Le cafetier, car c’était lui. Édouard reconnut sa voix, ricana.

« Ta parole d’honneur ! dit-il. Ah ! ah ah ! Est-ce que les voleurs ont une parole d’honneur ? Ah ! mon vaurien, tu voulais bien voler ; mais tu ne voulais pas être vu. Eh bien, non : ça n’est pas ça. Les voleurs, au contraire, ça se fait voir ; ça s’expose en pleine rue, entre deux gendarmes, et c’est comme ça que tu vas être conduit en prison.

— Non ! je vous en supplie ! ne faites pas cela ! criait le malheureux enfant, fou de désespoir, en se traînant aux pieds de cet homme. Non ! ce serait mal, voyez-vous. Quel bien ça peut-il vous faire de me déshonorer ? Je veux être honnête maintenant. Oh ! oui ! Je le veux ! Je le veux ! Je le serai. Ne me perdez pas ! Maman oh ! maman !…

— Ah ! ah ! voici le moment des jérémiades, à présent. Vous saviez rire en buvant mon vin, canailles que vous êtes ! »

À l’entrée de la cave, la lumière brilla. Édouard couvrit de ses deux mains son visage.

« Oh maman ! répéta-t-il, ma pauvre maman ! »

Et se rapprochant du cafetier, dans une exaltation telle que toute son âme passait dans sa voix :

« Oh ! tenez, monsieur, non vraiment, vous ne pouvez pas faire cela ; ce serait trop mal ! Vous ne voulez pas perdre toute la vie d’un enfant. Vous seriez un trop méchant homme ! Maman, vous ne la connaissez pas, elle en mourrait de chagrin. Eh bien, punissez-moi tout seul, si vous voulez une vengeance. Oui, j’y consens, laissez-moi là dans cette cave, toujours si vous voulez.

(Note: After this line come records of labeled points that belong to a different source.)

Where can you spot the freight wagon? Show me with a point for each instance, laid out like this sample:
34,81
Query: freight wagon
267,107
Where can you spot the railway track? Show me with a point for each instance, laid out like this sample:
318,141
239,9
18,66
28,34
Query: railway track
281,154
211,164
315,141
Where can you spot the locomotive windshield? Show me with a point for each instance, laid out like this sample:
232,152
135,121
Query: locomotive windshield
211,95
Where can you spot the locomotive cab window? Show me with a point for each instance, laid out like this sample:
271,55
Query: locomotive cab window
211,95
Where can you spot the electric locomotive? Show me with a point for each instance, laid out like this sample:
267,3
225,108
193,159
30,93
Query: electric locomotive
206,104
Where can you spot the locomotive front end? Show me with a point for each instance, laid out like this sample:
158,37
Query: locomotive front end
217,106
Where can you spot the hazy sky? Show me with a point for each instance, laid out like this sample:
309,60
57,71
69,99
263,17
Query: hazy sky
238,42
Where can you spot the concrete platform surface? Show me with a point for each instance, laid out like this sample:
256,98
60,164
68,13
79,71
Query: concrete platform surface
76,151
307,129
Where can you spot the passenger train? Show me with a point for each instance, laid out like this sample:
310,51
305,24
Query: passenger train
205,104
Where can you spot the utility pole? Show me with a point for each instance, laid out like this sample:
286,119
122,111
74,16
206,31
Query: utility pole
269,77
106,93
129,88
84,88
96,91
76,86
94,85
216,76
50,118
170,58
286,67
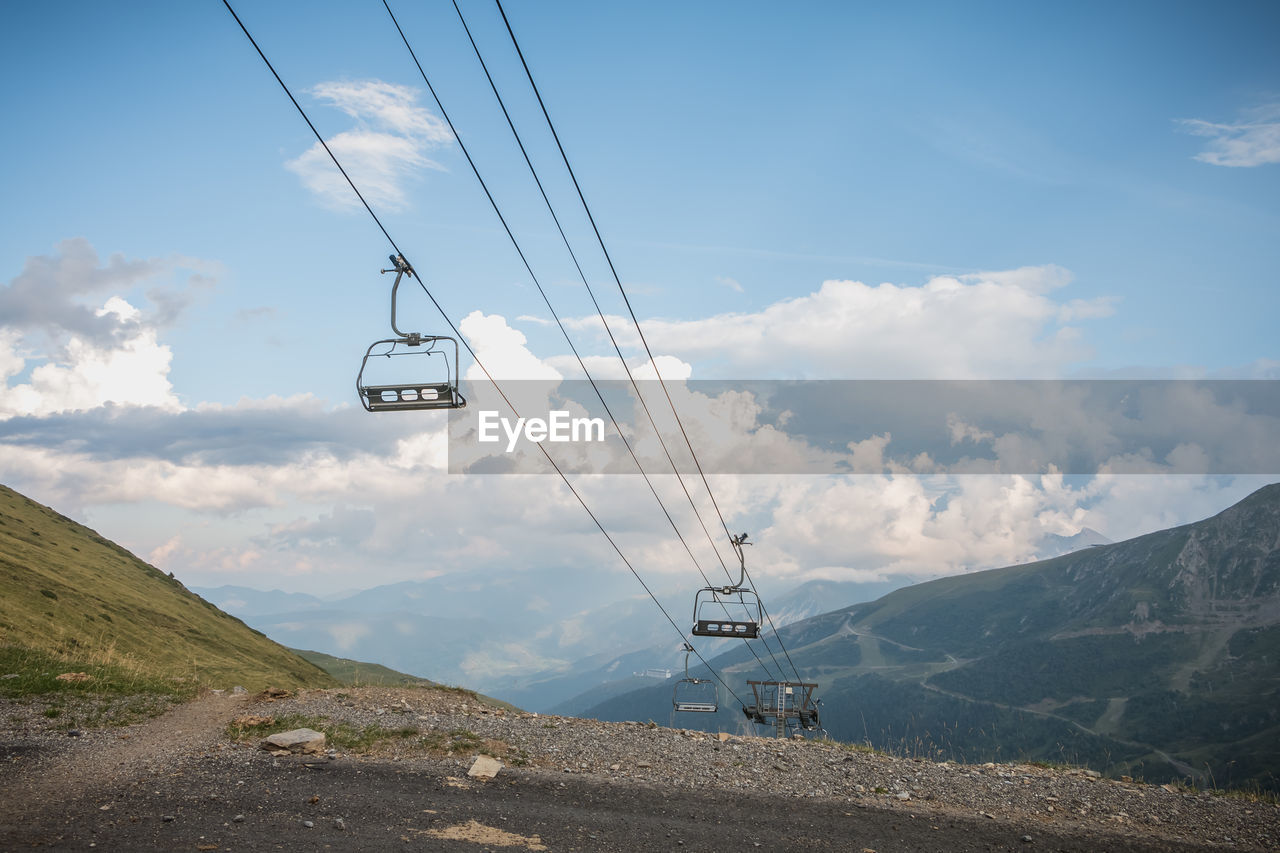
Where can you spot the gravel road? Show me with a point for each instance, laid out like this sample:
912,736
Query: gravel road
179,781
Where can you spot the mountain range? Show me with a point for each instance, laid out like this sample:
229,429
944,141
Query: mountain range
1156,657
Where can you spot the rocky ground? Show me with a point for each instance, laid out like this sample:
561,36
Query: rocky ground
415,737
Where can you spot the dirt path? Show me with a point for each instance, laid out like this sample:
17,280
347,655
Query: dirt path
87,767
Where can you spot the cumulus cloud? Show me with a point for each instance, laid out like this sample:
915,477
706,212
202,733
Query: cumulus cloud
979,325
387,146
65,320
502,350
1252,141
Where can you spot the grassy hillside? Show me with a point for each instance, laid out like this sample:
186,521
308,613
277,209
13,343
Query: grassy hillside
73,601
357,673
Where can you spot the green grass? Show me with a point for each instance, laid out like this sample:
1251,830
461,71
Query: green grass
338,734
350,673
69,594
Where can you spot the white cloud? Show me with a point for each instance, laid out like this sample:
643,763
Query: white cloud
999,324
81,352
387,147
1252,141
502,350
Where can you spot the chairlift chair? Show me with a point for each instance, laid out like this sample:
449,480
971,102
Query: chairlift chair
712,605
396,391
712,609
698,696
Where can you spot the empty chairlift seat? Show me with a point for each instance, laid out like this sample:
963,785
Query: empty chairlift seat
411,370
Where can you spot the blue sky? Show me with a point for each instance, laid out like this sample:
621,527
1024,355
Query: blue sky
817,191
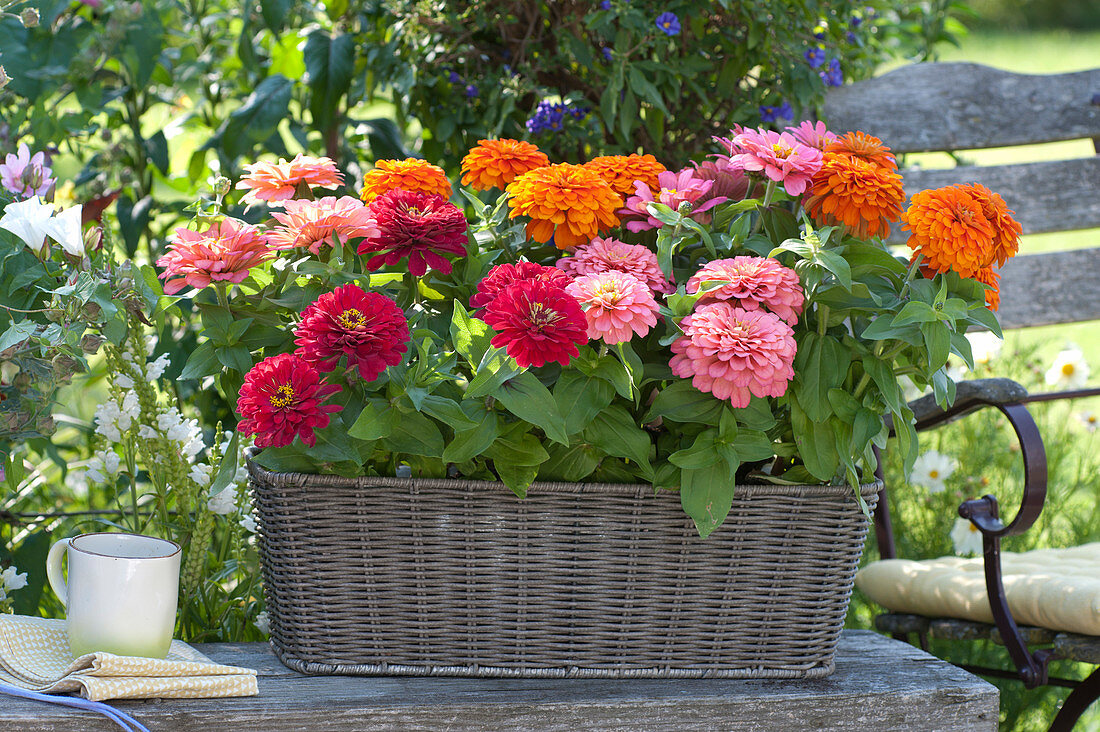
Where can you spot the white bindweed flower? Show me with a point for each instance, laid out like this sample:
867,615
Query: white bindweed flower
932,469
12,581
966,537
985,346
1069,369
223,502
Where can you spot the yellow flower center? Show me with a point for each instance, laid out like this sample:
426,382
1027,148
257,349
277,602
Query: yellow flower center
283,396
351,318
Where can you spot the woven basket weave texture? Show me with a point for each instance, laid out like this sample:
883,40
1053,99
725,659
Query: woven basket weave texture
460,578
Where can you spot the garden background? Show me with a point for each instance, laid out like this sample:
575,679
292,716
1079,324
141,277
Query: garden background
141,107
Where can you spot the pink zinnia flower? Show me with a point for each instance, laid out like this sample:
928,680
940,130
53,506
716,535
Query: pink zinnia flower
365,327
310,224
813,134
24,174
614,255
537,323
735,353
754,282
615,304
675,188
415,225
502,275
276,182
224,252
780,156
282,399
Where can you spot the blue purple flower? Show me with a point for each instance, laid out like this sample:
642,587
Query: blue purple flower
668,23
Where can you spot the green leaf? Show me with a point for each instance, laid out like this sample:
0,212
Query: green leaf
615,432
526,397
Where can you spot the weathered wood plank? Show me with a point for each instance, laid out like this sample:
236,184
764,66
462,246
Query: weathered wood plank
953,106
879,684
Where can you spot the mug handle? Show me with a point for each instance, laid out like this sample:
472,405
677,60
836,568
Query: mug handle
54,569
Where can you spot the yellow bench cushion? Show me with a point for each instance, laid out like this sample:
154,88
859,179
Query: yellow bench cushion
1058,589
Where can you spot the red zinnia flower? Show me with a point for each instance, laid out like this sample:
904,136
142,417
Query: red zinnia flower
282,397
536,323
369,328
503,275
419,226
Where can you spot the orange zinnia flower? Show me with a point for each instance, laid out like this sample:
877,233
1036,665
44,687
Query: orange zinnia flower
949,229
496,163
622,171
860,195
865,146
569,203
1005,229
408,174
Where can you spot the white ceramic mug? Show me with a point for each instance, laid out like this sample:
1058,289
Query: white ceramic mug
121,593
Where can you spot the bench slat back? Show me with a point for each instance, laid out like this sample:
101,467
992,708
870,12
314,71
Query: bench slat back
949,107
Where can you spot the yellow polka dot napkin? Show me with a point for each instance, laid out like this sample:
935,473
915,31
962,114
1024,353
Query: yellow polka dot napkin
34,655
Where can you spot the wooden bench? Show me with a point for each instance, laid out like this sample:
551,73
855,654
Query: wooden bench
957,107
879,685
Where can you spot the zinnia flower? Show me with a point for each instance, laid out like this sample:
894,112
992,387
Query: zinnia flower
569,203
224,252
780,156
675,188
502,275
754,282
496,163
735,353
312,224
615,304
275,182
283,397
537,323
865,146
949,229
408,174
418,226
367,328
862,196
614,255
620,172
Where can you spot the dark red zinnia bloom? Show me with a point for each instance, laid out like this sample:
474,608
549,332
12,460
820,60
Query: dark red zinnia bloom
503,275
537,321
422,227
369,328
282,397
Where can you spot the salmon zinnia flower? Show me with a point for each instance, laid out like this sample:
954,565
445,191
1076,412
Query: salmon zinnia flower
419,226
860,195
735,353
282,399
367,328
408,174
310,224
615,304
224,252
537,323
622,172
948,227
275,182
569,203
496,163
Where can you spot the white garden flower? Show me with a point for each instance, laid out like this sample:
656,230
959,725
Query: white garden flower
1069,369
966,537
932,469
223,502
985,346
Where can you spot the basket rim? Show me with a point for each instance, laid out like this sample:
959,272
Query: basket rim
300,479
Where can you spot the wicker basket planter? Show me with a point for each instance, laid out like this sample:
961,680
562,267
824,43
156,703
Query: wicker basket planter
460,578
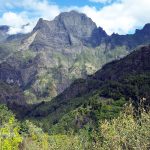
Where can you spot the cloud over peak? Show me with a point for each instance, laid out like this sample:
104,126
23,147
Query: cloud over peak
119,16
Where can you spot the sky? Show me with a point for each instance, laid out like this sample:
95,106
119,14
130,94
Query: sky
114,16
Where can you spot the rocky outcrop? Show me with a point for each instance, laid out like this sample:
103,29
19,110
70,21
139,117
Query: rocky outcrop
3,32
69,29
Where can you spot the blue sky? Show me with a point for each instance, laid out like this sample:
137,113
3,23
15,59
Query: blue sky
119,16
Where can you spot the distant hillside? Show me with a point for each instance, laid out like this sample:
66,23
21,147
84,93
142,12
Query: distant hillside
122,80
58,52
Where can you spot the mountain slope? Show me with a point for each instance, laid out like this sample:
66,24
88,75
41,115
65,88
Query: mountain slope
124,79
57,52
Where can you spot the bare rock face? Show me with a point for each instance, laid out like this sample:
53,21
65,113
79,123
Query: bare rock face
69,29
3,32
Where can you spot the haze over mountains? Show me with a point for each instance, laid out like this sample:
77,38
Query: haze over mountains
43,63
67,84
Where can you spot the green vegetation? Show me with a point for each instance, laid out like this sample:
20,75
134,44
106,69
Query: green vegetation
124,131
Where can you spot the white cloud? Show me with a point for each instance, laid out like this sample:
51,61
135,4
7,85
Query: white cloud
16,22
122,16
100,1
32,11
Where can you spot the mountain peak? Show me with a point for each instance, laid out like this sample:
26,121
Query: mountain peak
66,30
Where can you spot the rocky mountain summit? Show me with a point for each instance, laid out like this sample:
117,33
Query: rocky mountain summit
47,60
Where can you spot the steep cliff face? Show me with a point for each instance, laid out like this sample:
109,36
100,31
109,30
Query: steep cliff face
126,79
67,30
140,37
3,32
57,52
134,64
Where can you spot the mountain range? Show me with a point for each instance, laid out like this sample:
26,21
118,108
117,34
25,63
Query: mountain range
41,64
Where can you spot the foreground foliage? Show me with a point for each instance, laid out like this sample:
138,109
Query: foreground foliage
123,132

Mes parents me pleureront ; mais ils ne sauront pas que suis un Voleur !… »

Il était trempé de sueur, de larmes ; ses membres tremblaient ; sa voix était déchirante.

« Diable de polisson, va ! dit celui qui tenait la lumière ; ça fait de la peine tout de même, »

En entendant cette parole de pitié, Édouard, sans ôter ses mains de son visage, se tourna vers celui qui l’avait prononcée :

« Oh oui ! vous, ayez pitié de moi ! Vous êtes bon, je le sens. J’ai bien mal agi ; mais je suis trop, trop puni. Je serai honnête maintenant. Oh ! vous verrez ! Ne me perdez pas. Laissez-moi aller seulement, et je ferai tout ce qu’on voudra. »

Mais le cafetier ne fit que rire de ces paroles :

« Jolie garantie ! dit-il.

— Une garantie ! reprit Édouard. Eh bien, que faut-il faire ? Quelle garantie puis-je vous donner ! Dites ! oh dites ! Je ferai tout !

— Saprebleu ! dit le garçon de café, dont Édouard en ce moment se rappela la voix honnête et la figure douce, pourquoi faut-il] qu’on ne comprenne si bien le mal d’une mauvaise action qu’après l’avoir faite ? C’est égal ; ce petit est bien malheureux, bourgeois, faut pas le désespérer. Sûr, il ne recommencera plus.

— Peuh ! laissez-moi donc tranquille. I] ne pensera qu’à s’y prendre mieux, voilà tout.

— Je suis sûr que non, reprit le garçon. Tenez, laissez-le aller, patron, et s’il ne vous apporte pas le prix des bouteilles, c’est à moi que vous le retiendrez. »

Édouard sentit à ce moment quel génie supérieur à tout est la bonté, et dans un élan de reconnaissance, il se précipita vers le garçon de café, et lui prenant la main [a baisa de tout son cœur.